Data acquisition and feature extraction: A data acquisition system is used to obtain the gearbox’s vibration signal. In order to more effectively remove disturbing components from the signal and highlight fault characteristic information, the raw signal is first pre-processed and then time domain statistical features and frequency domain statistical features are extracted from the raw and pre-processed signals, as shown in Section 4.2;
Feature ranking and selection: In this paper, we will use the LP method to transform the multi-label data and perform feature selection before utilizing ML-kNN as a classifier to evaluate the effectiveness of feature selection. In other words, the PT method is merely utilized to achieve feature selection, and once feature selection for the original feature set has been finished, the original multi-label problem will be taken into account once more to achieve multi-label classification using the AA method. As a result, our proposed processing method consists of 3 primary steps, as shown in Figure 2. The LP method is used in step 1 to transform the multi-label set L into ingle-label set Ls. The proposed feature selection method, which is illustrated in Section 4.3, is used to search the most sensitive features from the origin feature set in step 2. In step 3, the quality of the optimal subset Lm is evaluated by ML-kNN.
Fault decoupling and diagnosis: Using the index of the optimal features obtained through the training set, the corresponding optimal features are selected from the original high-dimensional feature set of the testing set. Finally, the fault decoupling results of the testing set are obtained by the trained ML-kNN classifier, which is trained by the training set.
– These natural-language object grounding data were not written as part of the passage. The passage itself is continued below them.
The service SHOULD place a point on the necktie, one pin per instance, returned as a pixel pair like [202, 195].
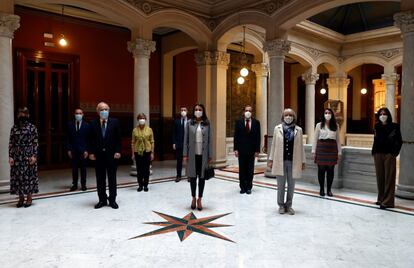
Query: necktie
[103, 128]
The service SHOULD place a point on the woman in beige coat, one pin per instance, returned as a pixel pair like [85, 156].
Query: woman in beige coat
[287, 158]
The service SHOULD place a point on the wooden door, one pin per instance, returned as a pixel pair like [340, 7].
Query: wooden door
[46, 83]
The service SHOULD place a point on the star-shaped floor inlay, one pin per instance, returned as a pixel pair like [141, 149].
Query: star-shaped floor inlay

4.2. Original Feature Extraction of Vibration Signals

The obtained vibration signal is generally non-smooth and non-linear and has a low signal-to-noise ratio since it is restricted by the actual environment. This raises the difficulty of feature extraction and makes it more difficult to extract fault information from the vibration signal. It can often be difficult to adequately describe the fault state of the equipment by extracting only single or single domain features due to the complicated coupling behavior in the compound fault. Therefore, in this paper, the Teager energy operator and empirical modal decomposition (EMD) algorithm will be used to preprocess the signal and then extract the statistical features from the vibration signal, and the process is shown in Figure 3.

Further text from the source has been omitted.